For live hitching posts, I prefer decorative marine plants or macroalgae in a variety of shapes and colors and color — reds, golds, and yellows in addition to green varieties, some tall and feather, some short and bushy — to provide them with natural hitching posts and shelter. I like to start with a mixture of red and gold Gracilaria (Ogo), which grow well attached to rocks, and artfully arrange them around a lush bed of assorted bright green Caulerpa, which thrives in a sandy substrate. Any of the plumed (feathery) or long-bladed Caulerpa would be ideal for this, such as Caulerpa sertularioides, C. mexicana, C. ashmedii, C. serrulata or C. prolifera. But they may not be the best choice for tall tanks since none of these species will grow more than about 4-6 inches in height at the most.

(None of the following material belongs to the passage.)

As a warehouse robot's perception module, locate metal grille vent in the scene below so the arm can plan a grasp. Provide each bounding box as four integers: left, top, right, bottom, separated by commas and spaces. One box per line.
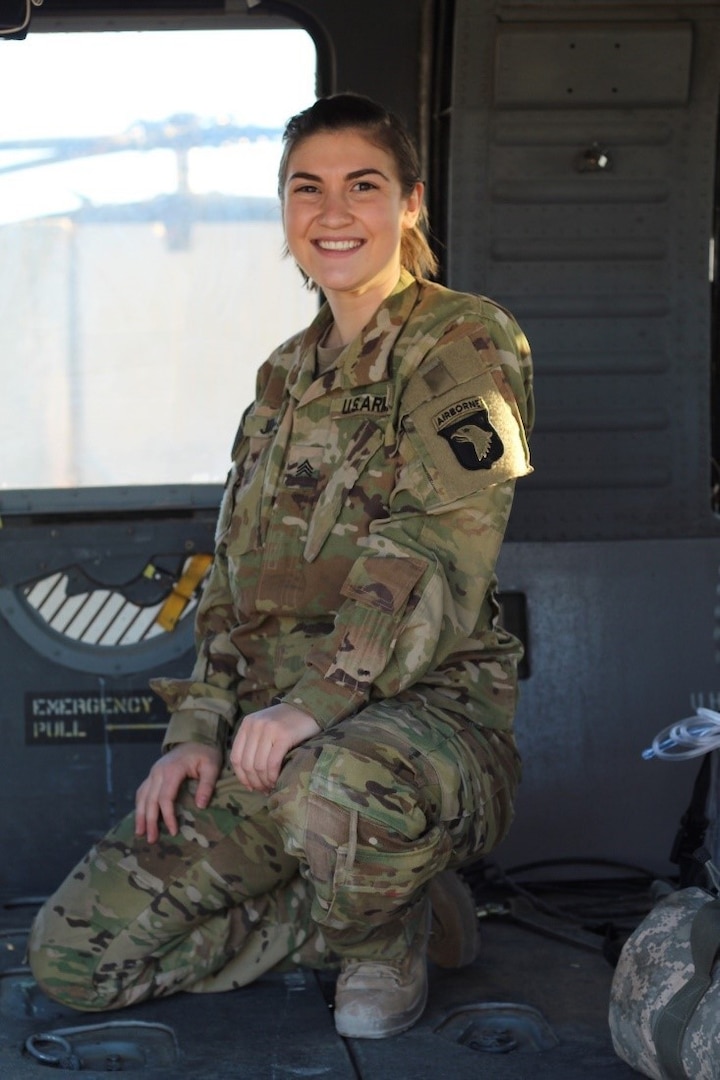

Be sure to thin out the fast-growing Caulerpa regularly; when you remove the excess strands and fronds, you’re exporting phosphates, nitrates and other nutrients from the tank, thereby helping to maintain good water quality, and thinning out the runners helps keep it from going sexual.

When thinning out Caulerpa and other macroalgae, take care not to actually cut it. Remember, you’re not pruning hedges or trimming trees — the idea is to carefully pull up and remove continuous, unbroken fronds or entire runners with numerous old fronds. Simply thin out the colony of excess strands, gently plucking up convenient fronds that can be readily removed intact.

Typically, the Caulerpa colony will put out horizontal runners or strands (i.e., the stolon of the plant) and a number of vertical leafy structures or "fronds" will sprout upwards from these runners. When I am thinning out a bed of Caulerpa, I try to weed out the older growth and pluck out whole runners complete with several feathery fronds so that I minimize any breakage when I remove the older plant material from the colony. In other words, rather than plucking off individual fronds at the attachment where they sprout from the runners, I prefer to extract an entire runner or strand together with all of its fronds, which allows me to remove more plant mass with as little breakage or damage to the entire colony is possible. Often there will be older strands and fronds that have separated from the rest of the colony naturally, and these are the best runners to target since there will be little or no breakage when they are removed. By regularly removing the older runners and the associated fronds, you can interrupt the life cycle of the Caulerpa and prevent it from going sexual. This is best done on a weekly basis to be safe, if the Caulerpa colony is growing rapidly.

A little breakage when thinning out the Caulerpa is fine, but cutting or breaking too many strands will result in leaching undesirable substances into the aquarium water as the Caulerpa’s lifeblood drains away. Too much cutting or breaking can thus sap the colony’s strength and cause die offs or trigger the dreaded vegetative events that judiciously thinning out the colony otherwise prevents.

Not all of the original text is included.